Вит ёрзает на стуле. Вечные нервз.

– Зааай, а ты мне купишь такие чааасики? – продолжает она кэрелессли.

– Не купит, – отвечает Гриневич.

– Почемууу? – Марочка надувает уткогубы, выставляет вперёд бюст.

– Потому что он коммунист, – говорит Гриневич.

– Анархо-коммунист, – говорит Вит.

– Один хрен, – говорит Гриневич.

– Зааай, – говорит Марочка, – а мне пойдёт стрижечка как у неё?

– Тебе всё пойдёт, – говорит Вит, и они устраивают петтинг минут на двадцать. Наконец Гриневич спрашивает:

– Так ты нас на оргию собрал или по делу?

– По делу, – отвечает Вит, и, поворачиваясь к Марочке: – Заинька, а тебе не пора на работу?

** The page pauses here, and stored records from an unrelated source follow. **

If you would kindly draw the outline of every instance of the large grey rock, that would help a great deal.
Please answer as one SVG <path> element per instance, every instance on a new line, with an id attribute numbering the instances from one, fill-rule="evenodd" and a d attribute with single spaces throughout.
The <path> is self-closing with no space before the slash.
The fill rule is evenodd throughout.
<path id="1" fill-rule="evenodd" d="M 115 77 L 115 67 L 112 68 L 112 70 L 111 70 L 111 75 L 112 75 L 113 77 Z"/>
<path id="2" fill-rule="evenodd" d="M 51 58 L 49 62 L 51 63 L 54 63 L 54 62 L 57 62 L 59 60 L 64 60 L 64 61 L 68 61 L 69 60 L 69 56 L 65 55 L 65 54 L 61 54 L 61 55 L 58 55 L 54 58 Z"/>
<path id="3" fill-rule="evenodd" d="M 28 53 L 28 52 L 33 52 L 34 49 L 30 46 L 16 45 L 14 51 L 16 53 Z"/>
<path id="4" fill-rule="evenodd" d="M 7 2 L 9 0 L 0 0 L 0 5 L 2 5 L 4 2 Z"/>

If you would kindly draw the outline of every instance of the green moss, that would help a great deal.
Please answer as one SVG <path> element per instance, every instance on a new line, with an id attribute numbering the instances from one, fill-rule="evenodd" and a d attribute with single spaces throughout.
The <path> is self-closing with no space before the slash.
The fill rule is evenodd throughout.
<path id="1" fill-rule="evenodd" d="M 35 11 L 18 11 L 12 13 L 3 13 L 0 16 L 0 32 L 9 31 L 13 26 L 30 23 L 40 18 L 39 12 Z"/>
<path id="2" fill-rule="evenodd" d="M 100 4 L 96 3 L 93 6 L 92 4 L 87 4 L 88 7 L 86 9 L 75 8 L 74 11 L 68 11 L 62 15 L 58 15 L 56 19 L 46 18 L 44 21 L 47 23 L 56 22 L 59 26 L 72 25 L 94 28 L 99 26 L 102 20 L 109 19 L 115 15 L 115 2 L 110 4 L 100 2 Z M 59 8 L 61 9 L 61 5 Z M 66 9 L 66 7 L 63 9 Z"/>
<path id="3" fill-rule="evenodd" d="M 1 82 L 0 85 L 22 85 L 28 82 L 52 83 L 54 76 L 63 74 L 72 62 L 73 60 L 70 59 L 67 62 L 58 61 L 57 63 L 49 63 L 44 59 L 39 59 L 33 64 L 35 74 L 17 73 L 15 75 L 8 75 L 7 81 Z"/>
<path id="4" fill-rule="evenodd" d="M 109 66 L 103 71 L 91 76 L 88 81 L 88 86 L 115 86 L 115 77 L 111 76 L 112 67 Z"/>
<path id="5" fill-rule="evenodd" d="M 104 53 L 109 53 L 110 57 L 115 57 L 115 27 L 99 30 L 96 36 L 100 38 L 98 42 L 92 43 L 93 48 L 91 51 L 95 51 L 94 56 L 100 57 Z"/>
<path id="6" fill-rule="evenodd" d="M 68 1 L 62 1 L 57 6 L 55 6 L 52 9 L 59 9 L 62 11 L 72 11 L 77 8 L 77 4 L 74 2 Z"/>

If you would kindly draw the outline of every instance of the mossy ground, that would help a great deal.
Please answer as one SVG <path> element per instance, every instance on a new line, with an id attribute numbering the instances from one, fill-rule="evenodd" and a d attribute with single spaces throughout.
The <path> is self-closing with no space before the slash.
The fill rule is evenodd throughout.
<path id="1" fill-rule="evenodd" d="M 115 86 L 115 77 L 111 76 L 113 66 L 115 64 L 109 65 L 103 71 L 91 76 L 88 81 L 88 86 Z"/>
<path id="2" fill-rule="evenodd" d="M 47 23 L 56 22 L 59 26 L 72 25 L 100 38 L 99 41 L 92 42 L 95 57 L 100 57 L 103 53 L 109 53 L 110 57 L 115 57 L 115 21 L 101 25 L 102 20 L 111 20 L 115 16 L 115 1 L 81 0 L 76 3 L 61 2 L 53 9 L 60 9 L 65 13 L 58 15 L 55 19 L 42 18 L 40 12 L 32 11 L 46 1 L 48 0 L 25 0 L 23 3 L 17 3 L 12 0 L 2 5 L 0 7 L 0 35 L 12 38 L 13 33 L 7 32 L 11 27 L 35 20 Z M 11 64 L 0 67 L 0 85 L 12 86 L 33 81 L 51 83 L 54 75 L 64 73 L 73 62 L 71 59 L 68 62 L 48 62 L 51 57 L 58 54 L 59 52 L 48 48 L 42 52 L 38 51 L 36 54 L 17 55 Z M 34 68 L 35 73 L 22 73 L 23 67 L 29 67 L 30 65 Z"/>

– Ну заааай, – канючит Марочка.

– Давай-давай, – подталкивает Вит, вот уж от кого не ожидал. Марочка хватает с подоконника какой-то снэк и улепётывает в соседнюю комнату. Ин момент включается сингл Энигмы. Интерестинг. В девяностые, да даже и в нулевые была вроде бы такая тема, фачиться под Энигму, но щас-то кому она нужна? Марочке, суппоз, меньше сорока.

– Короче, – говорит Вит, – мы планируем протестную акцию в Минюсте.

– Вы планируете что? – подаёт наконец голос Вера Сентябрёва.

– Протестную акцию, – повторяет Вит.

– В Минюсте? – пищит Вера.

– В Минюсте, – говорит Вит.

– Вотафак? – говорю я. Экчулли тут больше и сказать нечего.

– Я хочу, чтобы Балканов, – говорит Вит, – договорился с исполнителями.

– Давай сюда план, – говорит Гриневич. Вит начинает пояснять за план.

– Все расходы оплатишь, конечно, ты, – говорит Вит. Гриневич кивает.

– Акцию возглавит Балканов, – говорит Вит.

– Фёрстли, я не…– хочу сказать я, но Гриневич кивает.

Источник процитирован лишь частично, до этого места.